Passengers scheduled to fly from London City Airport are likely to face several more hours of chaos after police suggested the World War II bomb which closed the transport hub will not be moved until tomorrow.
Police are working to remove a 500kg shell, measuring approximately 1.5 metres in length, from the bed of the River Thames at George V Dock. The bomb was found at around 5pm yesterday (February 11) and forced the airport to shut down, with all flights cancelled.
Officers have also said they are working with the Royal Navy to remove the ordnance, which is buried in a bed of dense silt.
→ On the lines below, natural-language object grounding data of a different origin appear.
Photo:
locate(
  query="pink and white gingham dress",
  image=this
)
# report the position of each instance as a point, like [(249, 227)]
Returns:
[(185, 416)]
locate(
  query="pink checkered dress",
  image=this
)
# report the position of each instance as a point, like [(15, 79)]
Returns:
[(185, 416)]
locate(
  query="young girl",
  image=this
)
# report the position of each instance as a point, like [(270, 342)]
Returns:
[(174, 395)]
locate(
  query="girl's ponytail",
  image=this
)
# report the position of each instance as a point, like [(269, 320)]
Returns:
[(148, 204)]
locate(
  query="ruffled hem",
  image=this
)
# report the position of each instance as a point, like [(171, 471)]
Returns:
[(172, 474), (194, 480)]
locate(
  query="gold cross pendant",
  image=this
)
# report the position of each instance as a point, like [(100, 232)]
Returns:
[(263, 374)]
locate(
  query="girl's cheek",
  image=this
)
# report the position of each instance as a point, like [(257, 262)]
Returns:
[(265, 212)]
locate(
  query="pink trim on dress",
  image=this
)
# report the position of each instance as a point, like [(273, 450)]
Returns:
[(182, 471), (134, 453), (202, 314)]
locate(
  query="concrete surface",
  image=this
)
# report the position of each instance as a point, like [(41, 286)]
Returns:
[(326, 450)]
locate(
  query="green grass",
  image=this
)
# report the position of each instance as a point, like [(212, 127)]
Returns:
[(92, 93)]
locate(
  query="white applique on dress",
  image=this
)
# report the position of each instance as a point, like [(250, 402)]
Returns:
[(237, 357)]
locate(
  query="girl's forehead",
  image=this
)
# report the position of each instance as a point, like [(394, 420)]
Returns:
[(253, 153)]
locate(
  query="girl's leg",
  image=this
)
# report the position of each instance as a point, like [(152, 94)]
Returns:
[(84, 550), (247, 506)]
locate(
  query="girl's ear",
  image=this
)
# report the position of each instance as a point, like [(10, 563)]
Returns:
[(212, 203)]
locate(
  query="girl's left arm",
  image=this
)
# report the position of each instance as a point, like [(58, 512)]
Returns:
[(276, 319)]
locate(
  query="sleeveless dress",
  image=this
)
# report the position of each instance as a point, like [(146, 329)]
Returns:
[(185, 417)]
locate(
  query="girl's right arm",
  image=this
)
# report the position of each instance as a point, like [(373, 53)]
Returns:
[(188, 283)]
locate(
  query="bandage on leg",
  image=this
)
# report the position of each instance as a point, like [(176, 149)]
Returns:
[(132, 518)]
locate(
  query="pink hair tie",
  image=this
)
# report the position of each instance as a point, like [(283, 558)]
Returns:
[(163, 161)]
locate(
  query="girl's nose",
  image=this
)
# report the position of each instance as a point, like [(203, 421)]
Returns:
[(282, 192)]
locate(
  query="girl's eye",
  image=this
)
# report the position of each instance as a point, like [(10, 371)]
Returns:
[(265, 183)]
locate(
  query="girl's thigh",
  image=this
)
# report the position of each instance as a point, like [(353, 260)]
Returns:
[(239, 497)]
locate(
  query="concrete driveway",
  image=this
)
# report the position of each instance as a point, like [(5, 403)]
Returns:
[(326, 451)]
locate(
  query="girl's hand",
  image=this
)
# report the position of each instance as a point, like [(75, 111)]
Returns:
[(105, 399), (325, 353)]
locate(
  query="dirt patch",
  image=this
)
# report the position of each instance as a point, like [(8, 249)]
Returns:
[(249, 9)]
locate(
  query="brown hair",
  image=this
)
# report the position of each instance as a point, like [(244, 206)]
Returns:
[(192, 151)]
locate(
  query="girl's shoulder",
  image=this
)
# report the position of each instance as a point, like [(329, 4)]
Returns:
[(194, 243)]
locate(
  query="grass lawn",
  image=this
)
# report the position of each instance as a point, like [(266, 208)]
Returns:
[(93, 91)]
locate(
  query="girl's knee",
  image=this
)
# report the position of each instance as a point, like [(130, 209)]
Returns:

The first stage of the removal operation is to free the shell from the silt so that it can be floated for removal.
Police say that the timing of the removal is dependent on the tides, but at this stage is the most likely outcome is that the bomb will not be removed until tomorrow morning (February 13).
The Met Police said in a statement: "While every effort is being made to progress the operation as quickly as possible, it is important that all of the necessary steps and precautions are taken to ensure it is dealt with safely.
"We would like to thank everyone affected for their patience and cooperation. Every effort is being made to minimise disruption and officers continue to go door to door to ensure that those living within the exclusion zone are aware of the safety arrangements in place."
The bomb has already brought major disruption, with around 130 flights cancelled by 8am this morning.
The CEO of London City Airport, Robert Sinclair, said he recognised the situation would cause "inconvenience for our passengers, and in particular some of our local residents."
He explained the airport is "cooperating fully with the Met Police and Royal Navy" and is attempting to "safely remove the device and resolve the situation as quickly as possible."